Faculty Fellows

Dr. Anne-Marie Schultz is Professor of Philosophy and Director of the Baylor Interdisciplinary Core. She specializes in Greek Philosophy, Interdisciplinary Humanities, Pedagogy, and Augustine. Her research interests also include philosophy and literature, feminism, and Nietzsche. Her current work includes a recent book publication, Plato’s Socrates as Narrator: A Philosophical Muse. Visit her blog Teaching Yoga and Philosophy.

Dr. Jerry M. (Mark) Long teaches in the Baylor Interdisciplinary Core. A former intelligence analyst and Middle East area specialist in the Air Force, Dr. Long’s research focus has been the narrative of Islamic fundamentalists and ways in which U.S. national security policies can counter it. His most recent publication is “ISIS and the Collapse of the ‘Caliphal Syllogism’” in Special Operations Journal (November 2018). His next research project will examine similarities between white nationalist manifestos and that of jihadists.

Dr. Michael-John DePalma teaches undergraduate and graduate courses in rhetoric, spiritual writing, creative nonfiction, persuasive writing, professional writing, and composition theory and pedagogy. His research centers on religious rhetorics, transfer, and rhetorical education. With Jeffrey M. Ringer, he edited Mapping Christian Rhetorics: Connecting Conversations, Charting New Territories (Routledge 2015). Mapping Christian Rhetorics was awarded the 2015 Book of the Year by the Religious Communication Association. His current book project is entitled Reshaping Sacred Rhetorical Education: Austin Phelps and the Teaching of Sermon Writing at Andover Theological Seminary, 1848-1879.

We are very pleased Dr. DePalma has joined us a Better Together BU Faculty Fellow. He recently hosted a conference in October 2018 in Knoxville, TN, Rhetoric and Religion in the 21st Century: Possibilities, Publics, Partnerships. His current research includes an upcoming publication in Rhetoric and Religion in the 21st Century titled, “Cultivating Interfaith Civic Activism: Rhetorical Education at Andover Settlement House.”

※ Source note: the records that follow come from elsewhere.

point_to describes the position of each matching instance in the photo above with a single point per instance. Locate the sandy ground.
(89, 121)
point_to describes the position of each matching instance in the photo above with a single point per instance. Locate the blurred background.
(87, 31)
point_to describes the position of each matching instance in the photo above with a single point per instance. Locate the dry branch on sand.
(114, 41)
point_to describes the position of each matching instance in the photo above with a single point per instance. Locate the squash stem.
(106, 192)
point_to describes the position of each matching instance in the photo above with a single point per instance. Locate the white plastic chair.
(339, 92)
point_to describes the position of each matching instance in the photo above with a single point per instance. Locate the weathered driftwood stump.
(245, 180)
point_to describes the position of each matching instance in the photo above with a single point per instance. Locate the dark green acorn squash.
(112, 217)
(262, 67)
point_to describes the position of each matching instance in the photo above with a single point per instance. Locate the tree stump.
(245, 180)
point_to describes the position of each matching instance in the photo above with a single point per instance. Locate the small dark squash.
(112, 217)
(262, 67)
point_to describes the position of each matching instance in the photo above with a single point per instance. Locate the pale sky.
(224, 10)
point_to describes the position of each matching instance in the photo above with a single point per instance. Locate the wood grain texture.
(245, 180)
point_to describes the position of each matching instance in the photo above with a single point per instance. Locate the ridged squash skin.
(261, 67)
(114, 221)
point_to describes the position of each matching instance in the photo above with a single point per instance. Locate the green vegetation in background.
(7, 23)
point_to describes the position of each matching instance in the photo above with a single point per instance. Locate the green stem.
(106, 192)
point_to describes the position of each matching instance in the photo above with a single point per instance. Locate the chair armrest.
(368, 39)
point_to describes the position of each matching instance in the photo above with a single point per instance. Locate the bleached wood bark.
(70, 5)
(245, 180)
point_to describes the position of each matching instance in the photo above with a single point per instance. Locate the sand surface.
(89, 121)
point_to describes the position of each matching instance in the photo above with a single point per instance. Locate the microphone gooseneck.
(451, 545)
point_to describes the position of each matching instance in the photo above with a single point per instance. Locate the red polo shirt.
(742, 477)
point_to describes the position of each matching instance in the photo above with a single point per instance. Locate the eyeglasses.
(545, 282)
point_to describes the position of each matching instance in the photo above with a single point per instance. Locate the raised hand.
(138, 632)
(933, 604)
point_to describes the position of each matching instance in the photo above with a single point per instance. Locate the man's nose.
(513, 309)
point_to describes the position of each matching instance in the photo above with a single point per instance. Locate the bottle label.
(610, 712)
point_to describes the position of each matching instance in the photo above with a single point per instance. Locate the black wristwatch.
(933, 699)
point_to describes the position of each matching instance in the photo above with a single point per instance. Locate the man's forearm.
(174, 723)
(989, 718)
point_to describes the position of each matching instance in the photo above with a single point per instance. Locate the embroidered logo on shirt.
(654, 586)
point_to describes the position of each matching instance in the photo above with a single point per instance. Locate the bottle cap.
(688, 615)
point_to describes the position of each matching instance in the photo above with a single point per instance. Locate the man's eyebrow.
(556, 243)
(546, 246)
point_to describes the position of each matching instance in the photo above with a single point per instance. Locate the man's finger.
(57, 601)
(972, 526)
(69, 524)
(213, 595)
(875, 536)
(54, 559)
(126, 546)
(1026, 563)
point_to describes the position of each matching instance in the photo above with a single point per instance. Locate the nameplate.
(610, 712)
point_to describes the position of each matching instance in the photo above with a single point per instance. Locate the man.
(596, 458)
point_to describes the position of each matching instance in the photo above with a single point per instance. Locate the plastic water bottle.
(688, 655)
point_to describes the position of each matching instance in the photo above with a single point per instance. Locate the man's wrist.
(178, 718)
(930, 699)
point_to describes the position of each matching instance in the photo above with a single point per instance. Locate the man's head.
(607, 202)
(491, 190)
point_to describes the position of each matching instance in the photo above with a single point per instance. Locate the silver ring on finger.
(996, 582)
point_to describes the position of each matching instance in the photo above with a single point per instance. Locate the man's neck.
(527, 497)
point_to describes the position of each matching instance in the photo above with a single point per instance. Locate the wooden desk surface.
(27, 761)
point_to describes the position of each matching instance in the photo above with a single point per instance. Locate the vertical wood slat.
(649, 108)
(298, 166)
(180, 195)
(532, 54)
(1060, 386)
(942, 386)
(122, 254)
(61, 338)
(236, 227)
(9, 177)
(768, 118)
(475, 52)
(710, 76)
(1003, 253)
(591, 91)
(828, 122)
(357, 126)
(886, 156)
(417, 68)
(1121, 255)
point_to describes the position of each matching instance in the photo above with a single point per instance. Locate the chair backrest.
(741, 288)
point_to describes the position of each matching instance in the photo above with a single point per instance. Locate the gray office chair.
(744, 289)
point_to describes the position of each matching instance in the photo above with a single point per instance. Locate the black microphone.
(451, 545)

Dr. Candi K. Cann teaches World Cultures, Social World, World Religions, Death and Dying in World Religions, and Buddhism at Baylor University, and teaches in both the BIC and the Religion department. She received both her A.M. and Ph.D. in Comparative Religion from Harvard University, an M.A. in Asian Religions from the University of Hawaii at Manoa, and a B.A. in Asian Studies and English from St. Andrews in North Carolina.

She is also Faculty-in-Residence at Texana House in North Village on Baylor’s campus.

We are very pleased Dr. Cann has joined us a Better Together BU Faculty Fellow, and we hope you will explore her research that focuses on death and dying, and the impact of remembering (and forgetting) in shaping how lives are recalled, remembered and celebrated. Dr. Cann’s last book, Virtual Afterlives: Grieving the Dead in the Twenty-first Century with the University Press of Kentucky (2014), centered on grief and memorialization in the contemporary world. Her next book, Dying to Eat: Cross Cultural Perspectives on Food, Death and the Afterlife (also with University Press of Kentucky, 2017), is an edited collection on the intersection of food in death and grief. For her newest book, WhiteOut (Indiana University Press, anticipated 2018), Dr. Cann is researching diversity in death, examining the whitening of the funeral industry and death studies, and arguing that the field of death and grief has been heavily influenced by white and Protestant worldviews.